Dante não esperou mais qualquer diálogo. Ajustou o casaco nos ombros e caminhou até a porta.

- A gente se vê por aí - disse, jogando a frase por cima do ombro, a voz tingida de um humor seco. - Isso se vocês não forem assaltados primeiro.

Carlo soltou uma risadinha abafada, enquanto Andrea caiu na gargalhada, mas os olhos de Tommaso seguiram Dante enquanto ele desaparecia na noite fria.

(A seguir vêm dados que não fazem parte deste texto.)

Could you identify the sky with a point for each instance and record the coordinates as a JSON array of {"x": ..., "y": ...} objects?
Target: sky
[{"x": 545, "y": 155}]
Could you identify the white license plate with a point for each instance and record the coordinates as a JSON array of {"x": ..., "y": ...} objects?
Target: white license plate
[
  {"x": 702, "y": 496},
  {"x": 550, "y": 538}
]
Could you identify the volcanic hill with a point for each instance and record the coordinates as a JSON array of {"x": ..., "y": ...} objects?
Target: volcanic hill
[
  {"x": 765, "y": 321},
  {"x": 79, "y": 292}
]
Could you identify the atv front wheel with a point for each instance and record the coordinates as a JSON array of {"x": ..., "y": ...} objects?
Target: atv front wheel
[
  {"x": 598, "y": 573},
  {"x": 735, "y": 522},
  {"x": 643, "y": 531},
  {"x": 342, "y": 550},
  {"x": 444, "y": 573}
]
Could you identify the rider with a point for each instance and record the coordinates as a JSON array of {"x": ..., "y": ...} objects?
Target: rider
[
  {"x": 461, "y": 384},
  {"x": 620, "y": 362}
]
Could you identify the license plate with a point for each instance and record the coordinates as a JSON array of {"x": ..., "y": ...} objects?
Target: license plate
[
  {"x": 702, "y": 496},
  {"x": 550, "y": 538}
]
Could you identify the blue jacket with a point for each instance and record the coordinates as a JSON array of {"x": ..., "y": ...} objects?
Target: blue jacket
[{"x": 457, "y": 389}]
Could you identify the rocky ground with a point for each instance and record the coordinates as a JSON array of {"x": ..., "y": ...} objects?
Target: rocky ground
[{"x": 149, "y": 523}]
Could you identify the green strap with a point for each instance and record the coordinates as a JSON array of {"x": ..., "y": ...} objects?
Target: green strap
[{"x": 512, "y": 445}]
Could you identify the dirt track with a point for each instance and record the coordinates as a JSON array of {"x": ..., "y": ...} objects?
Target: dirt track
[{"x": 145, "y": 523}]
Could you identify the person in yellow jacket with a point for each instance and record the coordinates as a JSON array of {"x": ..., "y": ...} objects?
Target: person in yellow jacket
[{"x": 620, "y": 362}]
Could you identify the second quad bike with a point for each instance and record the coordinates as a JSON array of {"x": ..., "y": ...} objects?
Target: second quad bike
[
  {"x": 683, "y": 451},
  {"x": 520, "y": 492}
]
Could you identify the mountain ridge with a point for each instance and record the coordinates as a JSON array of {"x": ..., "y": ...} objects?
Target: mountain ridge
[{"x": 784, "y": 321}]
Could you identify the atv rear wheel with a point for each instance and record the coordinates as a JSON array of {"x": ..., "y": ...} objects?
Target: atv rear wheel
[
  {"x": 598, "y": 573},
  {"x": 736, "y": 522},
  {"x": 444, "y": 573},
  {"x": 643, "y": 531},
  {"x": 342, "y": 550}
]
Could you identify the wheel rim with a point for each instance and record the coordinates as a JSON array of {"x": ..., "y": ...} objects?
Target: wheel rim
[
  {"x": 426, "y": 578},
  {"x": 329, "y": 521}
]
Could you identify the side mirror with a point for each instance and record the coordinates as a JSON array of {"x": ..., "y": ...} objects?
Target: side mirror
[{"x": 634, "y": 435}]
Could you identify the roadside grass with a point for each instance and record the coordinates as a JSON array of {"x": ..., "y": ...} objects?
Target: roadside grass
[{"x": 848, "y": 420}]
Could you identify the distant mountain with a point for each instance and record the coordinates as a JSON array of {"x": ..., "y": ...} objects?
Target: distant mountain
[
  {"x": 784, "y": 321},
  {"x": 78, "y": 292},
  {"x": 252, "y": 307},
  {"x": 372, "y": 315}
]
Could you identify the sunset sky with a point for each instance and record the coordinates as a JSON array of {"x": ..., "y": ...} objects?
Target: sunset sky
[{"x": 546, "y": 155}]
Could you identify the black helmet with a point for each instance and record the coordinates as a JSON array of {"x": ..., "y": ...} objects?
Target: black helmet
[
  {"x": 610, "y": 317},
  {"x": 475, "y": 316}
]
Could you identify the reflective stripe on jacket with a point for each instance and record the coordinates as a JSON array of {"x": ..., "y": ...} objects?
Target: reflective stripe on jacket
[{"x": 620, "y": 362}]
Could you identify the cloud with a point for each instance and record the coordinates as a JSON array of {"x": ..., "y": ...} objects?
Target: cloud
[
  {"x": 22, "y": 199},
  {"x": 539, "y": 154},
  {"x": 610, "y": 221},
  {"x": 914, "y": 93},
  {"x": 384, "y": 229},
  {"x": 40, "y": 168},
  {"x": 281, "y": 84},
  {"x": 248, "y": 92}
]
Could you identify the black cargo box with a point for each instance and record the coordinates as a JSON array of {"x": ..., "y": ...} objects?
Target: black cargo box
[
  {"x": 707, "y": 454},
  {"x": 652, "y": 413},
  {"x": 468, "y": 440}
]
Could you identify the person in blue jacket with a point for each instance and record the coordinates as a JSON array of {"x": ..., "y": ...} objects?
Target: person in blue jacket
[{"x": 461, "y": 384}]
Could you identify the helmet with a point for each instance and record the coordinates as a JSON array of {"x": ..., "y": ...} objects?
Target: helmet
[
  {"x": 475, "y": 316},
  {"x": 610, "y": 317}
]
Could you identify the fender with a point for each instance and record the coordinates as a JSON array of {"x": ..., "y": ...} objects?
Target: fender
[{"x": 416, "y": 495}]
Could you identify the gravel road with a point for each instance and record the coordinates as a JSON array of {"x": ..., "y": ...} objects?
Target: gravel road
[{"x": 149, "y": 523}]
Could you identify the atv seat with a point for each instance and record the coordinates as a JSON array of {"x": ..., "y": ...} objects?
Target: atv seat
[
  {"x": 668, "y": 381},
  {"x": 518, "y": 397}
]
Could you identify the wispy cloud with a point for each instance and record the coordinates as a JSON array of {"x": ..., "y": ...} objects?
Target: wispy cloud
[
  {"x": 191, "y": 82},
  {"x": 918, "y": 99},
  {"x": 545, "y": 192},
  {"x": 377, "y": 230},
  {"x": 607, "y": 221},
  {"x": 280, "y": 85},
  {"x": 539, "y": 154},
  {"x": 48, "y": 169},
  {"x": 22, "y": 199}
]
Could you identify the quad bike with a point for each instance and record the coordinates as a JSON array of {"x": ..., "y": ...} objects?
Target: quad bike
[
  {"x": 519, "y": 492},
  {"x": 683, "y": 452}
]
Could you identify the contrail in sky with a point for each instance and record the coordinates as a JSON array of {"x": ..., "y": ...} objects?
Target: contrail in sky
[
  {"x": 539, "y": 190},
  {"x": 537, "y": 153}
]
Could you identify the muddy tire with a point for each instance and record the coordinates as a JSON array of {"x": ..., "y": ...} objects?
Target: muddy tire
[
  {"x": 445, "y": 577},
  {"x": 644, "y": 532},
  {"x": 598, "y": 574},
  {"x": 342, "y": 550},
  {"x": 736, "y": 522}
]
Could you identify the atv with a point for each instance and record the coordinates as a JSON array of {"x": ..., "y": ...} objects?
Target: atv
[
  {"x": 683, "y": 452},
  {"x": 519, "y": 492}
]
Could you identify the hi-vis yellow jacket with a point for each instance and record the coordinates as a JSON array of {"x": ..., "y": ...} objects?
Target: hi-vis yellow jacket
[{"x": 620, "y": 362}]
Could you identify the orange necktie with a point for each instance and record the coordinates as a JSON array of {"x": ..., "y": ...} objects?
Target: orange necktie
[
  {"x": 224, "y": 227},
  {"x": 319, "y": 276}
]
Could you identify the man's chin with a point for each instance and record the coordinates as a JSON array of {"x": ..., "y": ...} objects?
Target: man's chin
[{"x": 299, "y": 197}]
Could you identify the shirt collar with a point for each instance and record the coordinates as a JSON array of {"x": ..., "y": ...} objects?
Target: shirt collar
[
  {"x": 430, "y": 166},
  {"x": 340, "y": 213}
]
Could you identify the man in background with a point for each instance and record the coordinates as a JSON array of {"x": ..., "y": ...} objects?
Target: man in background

A porta balançou atrás dele com um leve tilintar, deixando um rastro de ar gelado.

Carlo riu, puxando outra tragada lenta do cigarro.

- Será que eles sobrevivem até chegar em casa?

Andrea soltou uma gargalhada, mas Tommaso mal prestou atenção. Continuava encarando a porta, o kebab esquecido em sua mão.

Dante nem sequer o olhara direito. Parecia que Tommaso não tinha importância alguma.

Ele não estava acostumado àquilo. As pessoas sempre o notavam - olhavam para ele, o elogiavam, queriam estar perto de si.

Mas Dante? Dante mal o tinha visto. E Tommaso se pegou desejando mudar aquilo, embora não soubesse exatamente o porquê.

Do lado de fora da barraca, o ar frio pressionava as janelas de vidro da barraca, enquanto Tommaso permanecia em silêncio, sentindo que a lanchonete de kebab havia encolhido sem a presença de Dante.

Dez minutos depois, a porta da barraca tilintou quando Carlo e Andrea saíram, conversando baixinho enquanto se afastavam na noite. Tommaso os observou desaparecerem na esquina, suas risadas se dissolvendo no zumbido baixo da cidade.

- Certo, vamos - disse Gabriele apressadamente, levantando-se e limpando migalhas imaginárias de comida do suéter. Seus olhos se voltaram, inquietos, para a janela. - Vamos pegar um táxi e ir embora.

- Claro - respondeu Tommaso, embora sem muita convicção. Jogou a bolsa sobre o ombro e seguiu Gabriele até a rua. Assim que saíram da pequena lanchonete, o frio cortante da noite os envolveu, atravessando o tecido fino de suas roupas.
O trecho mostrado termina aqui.